Exporters could be hit by dollar swings sparked by Trump’s policies
DONALD Trump’s election win introduces significant uncertainty to the US government’s policy outlook, economic activity and the US Federal Reserve.
Under the scenario of large tax cuts and corporate tax reform that Trump and House Republicans have at the heart of their fiscal agenda, there is a greater chance the Federal Reserve (the Fed), headed up by Janet Yellen (inset), will delay increasing US interest rates into 2017.
Should Trump prove to be serious about pursuing a more protectionist policy agenda, the negative consequences for economic activity and corporate margins could easily offset the fiscal easing benefits.
This would prevent the Fed from increasing interest rates for some time. With particularly disruptive outcomes, the Fed may even consider easing policy.

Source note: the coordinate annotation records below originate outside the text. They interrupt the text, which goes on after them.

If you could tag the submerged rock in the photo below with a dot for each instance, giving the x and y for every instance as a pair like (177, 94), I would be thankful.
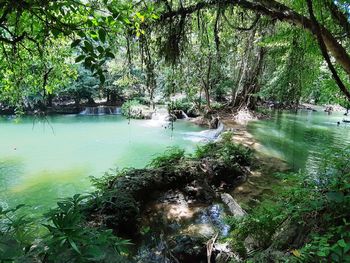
(235, 209)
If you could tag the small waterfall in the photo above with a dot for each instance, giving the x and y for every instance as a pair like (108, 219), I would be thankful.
(207, 135)
(185, 116)
(101, 110)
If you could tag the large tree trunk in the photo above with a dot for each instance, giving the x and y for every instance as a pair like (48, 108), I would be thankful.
(281, 12)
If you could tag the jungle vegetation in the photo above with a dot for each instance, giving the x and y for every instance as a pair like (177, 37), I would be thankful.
(233, 52)
(219, 54)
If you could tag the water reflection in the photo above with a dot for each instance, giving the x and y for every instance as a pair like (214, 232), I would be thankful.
(301, 138)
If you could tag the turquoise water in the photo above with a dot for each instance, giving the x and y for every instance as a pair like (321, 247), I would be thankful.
(44, 160)
(301, 139)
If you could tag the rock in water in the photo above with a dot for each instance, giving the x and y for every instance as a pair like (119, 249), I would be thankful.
(235, 209)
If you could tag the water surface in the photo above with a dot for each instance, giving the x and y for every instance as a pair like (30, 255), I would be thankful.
(43, 160)
(301, 138)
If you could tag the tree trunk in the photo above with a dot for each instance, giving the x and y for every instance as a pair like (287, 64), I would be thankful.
(281, 12)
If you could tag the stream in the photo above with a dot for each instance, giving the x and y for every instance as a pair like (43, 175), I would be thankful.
(42, 160)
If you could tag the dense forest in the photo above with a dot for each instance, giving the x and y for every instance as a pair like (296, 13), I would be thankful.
(209, 60)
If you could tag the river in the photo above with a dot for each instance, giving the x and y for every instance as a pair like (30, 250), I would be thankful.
(42, 160)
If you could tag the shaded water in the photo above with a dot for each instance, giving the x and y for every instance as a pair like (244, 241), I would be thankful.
(300, 139)
(54, 158)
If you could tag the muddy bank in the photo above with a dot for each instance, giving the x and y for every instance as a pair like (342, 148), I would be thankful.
(172, 209)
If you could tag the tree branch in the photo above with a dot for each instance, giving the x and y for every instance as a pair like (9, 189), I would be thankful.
(324, 51)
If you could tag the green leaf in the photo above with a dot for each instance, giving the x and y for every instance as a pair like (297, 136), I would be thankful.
(341, 243)
(110, 55)
(102, 78)
(89, 46)
(100, 49)
(79, 58)
(337, 197)
(75, 43)
(74, 246)
(55, 32)
(102, 35)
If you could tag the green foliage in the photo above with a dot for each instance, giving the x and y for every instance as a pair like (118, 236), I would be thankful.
(129, 107)
(17, 234)
(69, 237)
(318, 206)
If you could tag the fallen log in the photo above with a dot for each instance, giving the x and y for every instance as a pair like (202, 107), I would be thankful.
(127, 195)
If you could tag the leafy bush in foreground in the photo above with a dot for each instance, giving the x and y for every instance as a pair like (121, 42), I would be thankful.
(317, 209)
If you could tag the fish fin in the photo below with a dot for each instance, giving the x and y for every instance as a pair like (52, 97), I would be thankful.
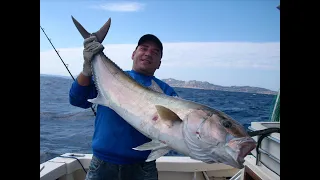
(155, 87)
(152, 145)
(167, 115)
(99, 100)
(155, 154)
(100, 34)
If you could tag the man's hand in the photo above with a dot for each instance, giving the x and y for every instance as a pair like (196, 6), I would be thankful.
(91, 48)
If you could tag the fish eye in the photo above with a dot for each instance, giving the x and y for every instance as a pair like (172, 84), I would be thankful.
(227, 124)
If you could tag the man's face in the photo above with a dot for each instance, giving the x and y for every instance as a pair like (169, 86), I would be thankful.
(146, 58)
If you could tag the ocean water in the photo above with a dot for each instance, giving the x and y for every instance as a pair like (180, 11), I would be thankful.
(65, 128)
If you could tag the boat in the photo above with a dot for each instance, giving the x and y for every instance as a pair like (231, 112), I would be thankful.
(73, 166)
(262, 164)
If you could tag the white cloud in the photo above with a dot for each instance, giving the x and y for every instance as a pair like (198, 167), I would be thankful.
(121, 6)
(221, 61)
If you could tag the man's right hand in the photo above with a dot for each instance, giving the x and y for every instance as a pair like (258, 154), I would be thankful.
(91, 48)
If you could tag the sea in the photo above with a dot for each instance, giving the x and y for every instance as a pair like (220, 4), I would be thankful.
(68, 129)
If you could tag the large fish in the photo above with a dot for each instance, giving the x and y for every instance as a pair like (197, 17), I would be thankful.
(190, 128)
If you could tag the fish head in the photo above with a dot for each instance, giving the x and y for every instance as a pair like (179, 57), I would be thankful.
(213, 137)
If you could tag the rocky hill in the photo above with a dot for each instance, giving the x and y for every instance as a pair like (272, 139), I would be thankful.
(206, 85)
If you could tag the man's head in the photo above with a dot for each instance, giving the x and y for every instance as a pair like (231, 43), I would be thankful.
(147, 55)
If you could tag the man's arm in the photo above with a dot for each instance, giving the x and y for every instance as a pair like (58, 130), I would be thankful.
(81, 90)
(83, 87)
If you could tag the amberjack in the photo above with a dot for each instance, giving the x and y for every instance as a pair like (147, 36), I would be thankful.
(190, 128)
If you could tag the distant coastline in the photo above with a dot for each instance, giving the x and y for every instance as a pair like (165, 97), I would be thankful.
(194, 84)
(206, 85)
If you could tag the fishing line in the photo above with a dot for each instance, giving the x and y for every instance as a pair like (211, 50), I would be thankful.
(63, 62)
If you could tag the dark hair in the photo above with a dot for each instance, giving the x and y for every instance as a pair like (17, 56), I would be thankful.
(153, 38)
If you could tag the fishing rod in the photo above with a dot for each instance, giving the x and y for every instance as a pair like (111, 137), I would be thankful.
(63, 62)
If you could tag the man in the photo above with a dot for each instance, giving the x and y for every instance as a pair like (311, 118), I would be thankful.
(113, 138)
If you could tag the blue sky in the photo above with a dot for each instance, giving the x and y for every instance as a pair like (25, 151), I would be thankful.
(230, 42)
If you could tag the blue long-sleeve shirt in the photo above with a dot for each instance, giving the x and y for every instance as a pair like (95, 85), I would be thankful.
(113, 137)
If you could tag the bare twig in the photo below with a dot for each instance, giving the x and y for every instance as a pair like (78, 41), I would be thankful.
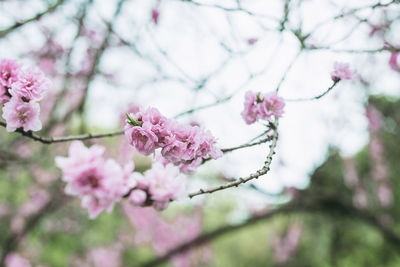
(264, 170)
(50, 140)
(17, 25)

What are the implications for Irish assets?
The answer is this is highly uncertain — does Trump adopt a more domestic policy of boosting the US economy through tax cuts and infrastructure spending, or does he turn more towards foreign policy aimed at reducing immigration and raising tax barriers? He made many conflicting statements during his campaign. One risk for Irish exports and therefore equities would be if Trump follows through with a 20pc import tax. Ireland is particularly exposed both directly and via the rest of the EU’s considerable trade with the US. Industries such as pharmaceuticals and technology should particularly be examined. Exporters may find headwinds or tailwinds from the currency. The euro may be affected by Trump’s plans to repatriate cash held overseas by US companies. When such a programme was last put into effect, there was a major appreciation of the US dollar. Conversely, if the new administration follows through with policies to expand oversight of the Fed and introduce more restrictive trade policies, confidence in US assets and therefore the dollar could decline sharply. Against this backdrop, we expect the European Central Bank to keep interest rates low and adopt further quantitative easing to ensure the modest European recovery remains in place - on its own good for European and Irish real estate.